Sie sieht ihn ängstlich an. Sie hätte ihm so gerne noch eine Liebe getan, und nun betrübt sie ihn vielleicht nur. Er sagt: »Ich kann es nur annehmen, wenn ich ganz sicher weiß, daß du nur so daliegst, wie es dir am allerbequemsten ist. Aber ich fürchte, wir werden es mit Kissen nicht gut genug machen können. Sie geben immer wieder nach. Ich will Ulrike rufen. Sie kann hinter dir ein Stühlchen bekommen, und sie hält dich.«
»Halt, Harro,« rief sie, »ich bitte dich! Sie wird sagen, es sei heidnisch... sie kann es nicht leiden...«
»Wo fängt das Heidentum bei dir an, Rose? Geht's von deinen feinen, zarten Knien aus? Deine Schultern würdest du sehr weit hinunter bei jedem Hofball zeigen, sie sind ja übrigens bedeckt. Oder find's die allerschönsten nackten Füße, die so unglaublich beseelt aussehen, gerade so wie du sie hängen läßt? Wie deine Hände sind sie! Man sieht ihnen schon an, daß sie eigentlich nur noch auf weißen Rosenblättern über grünem, weichem Moospolster gehen können. Ulrike sieht dich jeden Tag in deinem Bad. Was für einen Spruch spricht sie da über dich, wenn sie das Wasser über die Brust gehen läßt, die das bittere Leidenszeichen trägt, und über den Leib, der mein Kind getragen hat?
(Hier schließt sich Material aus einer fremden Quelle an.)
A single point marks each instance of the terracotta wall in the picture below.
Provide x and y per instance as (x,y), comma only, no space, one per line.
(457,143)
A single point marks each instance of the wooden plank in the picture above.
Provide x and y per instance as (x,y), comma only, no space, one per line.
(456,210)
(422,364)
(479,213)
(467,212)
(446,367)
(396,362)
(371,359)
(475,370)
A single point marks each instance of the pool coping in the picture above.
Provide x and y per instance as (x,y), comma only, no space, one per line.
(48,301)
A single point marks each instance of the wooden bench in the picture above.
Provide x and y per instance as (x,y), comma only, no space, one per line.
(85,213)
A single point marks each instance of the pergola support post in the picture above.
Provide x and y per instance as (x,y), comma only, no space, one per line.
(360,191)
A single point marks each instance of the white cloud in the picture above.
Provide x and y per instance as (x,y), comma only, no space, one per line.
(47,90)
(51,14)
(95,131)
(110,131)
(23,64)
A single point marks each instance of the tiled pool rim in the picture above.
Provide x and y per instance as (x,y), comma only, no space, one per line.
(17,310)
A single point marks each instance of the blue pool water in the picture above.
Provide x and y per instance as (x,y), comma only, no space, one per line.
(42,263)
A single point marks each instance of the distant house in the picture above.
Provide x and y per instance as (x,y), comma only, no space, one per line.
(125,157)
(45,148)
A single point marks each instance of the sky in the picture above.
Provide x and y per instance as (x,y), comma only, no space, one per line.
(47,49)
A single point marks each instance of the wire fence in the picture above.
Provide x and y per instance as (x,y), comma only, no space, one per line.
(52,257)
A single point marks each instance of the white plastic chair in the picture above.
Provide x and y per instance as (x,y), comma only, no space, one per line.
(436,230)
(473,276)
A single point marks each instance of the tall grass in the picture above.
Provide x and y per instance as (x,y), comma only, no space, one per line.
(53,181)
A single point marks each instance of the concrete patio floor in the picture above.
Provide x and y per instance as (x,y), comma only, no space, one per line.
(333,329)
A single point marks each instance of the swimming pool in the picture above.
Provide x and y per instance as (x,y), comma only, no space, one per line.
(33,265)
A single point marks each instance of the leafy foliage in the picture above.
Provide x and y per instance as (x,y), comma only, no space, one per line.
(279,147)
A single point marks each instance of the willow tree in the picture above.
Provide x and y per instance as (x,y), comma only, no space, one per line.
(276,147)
Um das Heidentum auszutreiben, meine ich.«
»Harro, du bist wunderlich, du deklamierst ja.«
»Tue ich das? Ich bin auch in meinen tiefsten Gefühlen gekränkt. Heidnisch, soll das schamlos heißen?«
»Du bist mein alter Feuerbrand; ich fürchte, es wird sie verletzen, daß du dabei bist, Harro. Wenn sie allein mit mir ist, findet sie auch nichts Heidnisches an mir.«
»Ich habe ein Recht an dich,« und er stürmte hinaus.
Die Rose sah ihm bedenklich nach, rührte sich aber nicht. Die alte Dame kam hinter ihrem Neffen geschritten, offenbar ganz ahnungslos, denn als sie die Rose erblickte, blieb sie wie versteinert stehen.